1940 Jury List and Licensing Sessions

In 1940, Robert James Wallace was the owner of the Marcel Cafe. Address given was 70A Nathan Road.  The applicant for the liquor licence of the establsishment, 'Marcel Buffet' at 70 Nathan Road was Peter Frank Zech who was also the manager of the Palace Hotel operated by Gingles. It would appear that Marcel Buffet and Marcel Cafe were located at the same address.

Gingles took over the establishment in 1941 and called it the Gingles Annexe

David Blumenthal looks to have held on to Marcel Bakery at 70B Nathan Road in 1937. China Mail dated 9 July 1937 (see below). However, on 20 October 1937, the business of the Marcel Buffet at 70A Nathan Road was transferred to David Blumenthal, the orginal owner.

Marcel Bakery - 70 Nathan Road

Philip, you raise some interesting points.

In early 1945 my mother went into Tweed Bay Hospital for an operation. My father had some money from the sale of valuables, so he bought her an egg to help her recovery. The price was about £20 in today's money. The black market was very profitable indeed; it seems to have been the basis for at least one post-war fortune, and the man we're discussing obviously did pretty well out of it. Mutal Fielder describes seeing someone who's obviously Blumenthal with 'rolls and rolls of banknotes done up in elastic bands lying on his bed'.  It's easy to see why many people thought badly of him and the other black marketeers. But my own view is different.

It seems to me that their work was absolutely necessary and saved lives, especially in late1944 through to liberation when the rations were completely inadequate.
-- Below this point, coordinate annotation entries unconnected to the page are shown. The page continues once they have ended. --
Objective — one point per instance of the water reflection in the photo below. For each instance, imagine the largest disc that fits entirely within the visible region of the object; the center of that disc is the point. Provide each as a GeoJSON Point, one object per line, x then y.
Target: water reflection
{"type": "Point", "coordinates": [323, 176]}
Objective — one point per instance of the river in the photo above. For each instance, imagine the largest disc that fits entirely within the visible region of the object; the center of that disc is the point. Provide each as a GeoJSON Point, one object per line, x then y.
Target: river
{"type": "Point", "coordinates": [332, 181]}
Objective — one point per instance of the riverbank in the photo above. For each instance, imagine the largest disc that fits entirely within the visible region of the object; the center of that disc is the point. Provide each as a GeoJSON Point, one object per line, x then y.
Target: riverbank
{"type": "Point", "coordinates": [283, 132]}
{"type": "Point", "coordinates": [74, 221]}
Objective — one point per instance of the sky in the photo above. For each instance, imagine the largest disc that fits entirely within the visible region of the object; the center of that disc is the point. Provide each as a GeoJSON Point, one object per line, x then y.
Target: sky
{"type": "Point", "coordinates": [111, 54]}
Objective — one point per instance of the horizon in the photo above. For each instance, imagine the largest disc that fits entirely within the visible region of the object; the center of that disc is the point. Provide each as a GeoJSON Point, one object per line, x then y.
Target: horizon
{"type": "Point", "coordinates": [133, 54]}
And they were never going to sell their produce at a 50% mark up! The typical 'chain' was probably Contact In Town- to Guard - to Blackmarketeer and everyone was taking huge risks. Some internees were tortured for their role, and although I don't think reports of guards being executed are necessarily true that was always a possibility that had to be borne in mind and the risk reflected in the profit.

Having said that, I think it's obvious that those like Selwyn-Clarke who carried out relief work in a spirit of total unselfishness (and in fact knew he'd be caught and punished one day) present a much more edifying spectacle. And there are plenty of others - of all nationalities - who took huge risks to help the internees with no thought of personal gain. But even those who acted purely out of self interest played a part in keeping the death rate in Stanley roughly what it would have been for the same community in peacetime (by Franklin Gimson's estimate).

Just a thought; I wonder who were vilified more during internment in Stanley - black marketeers like Blumenthal, or those who were engaged in the practice of usury? As Phillip correctly notes, Wright-Nooth is quite disparaging in his comments on Blumenthal, and he is also quite scathing in his comments on Bradbury - an internee who was apparently heavily involved in usury and who became very wealthy as a result. Bradbury had been a butcher pre-war and cut up the tiger which was shot in the vicinity of Stanley police station by the Indian policeman.

I understand that the HK Government (after the war) stated that internees who had been "victims" of usury did not have to honour the IOU's which they had pledged - but many chose to do so as it seemed the proper thing to do.

There was a Michael Blumenthal in my brother's class at KGV in the 1940s and early 1950s. He later migrated to Australia and became an art dealer of sorts. I think he lived in Queensland. Does anyone know if he was connected to the Blumenthals mentioned in these posts?


Yes, Michael was Leon and Zus' son. I'm afraid Leon was rather unpopular amongst many of the other prison officers after the war, for his temper, his wealth from his black market dealings during the war, and for a suggestion of corruption in the prison. Please note, I am not substantiating this: I have it from two first hand accounts by other contemporary officers, but they could be wrong. He was clearly a very intelligent man, whatever his faults, and I remember him (from my childhood) as being great fun. Zus was lovely: a gentle, kind and elegant lady.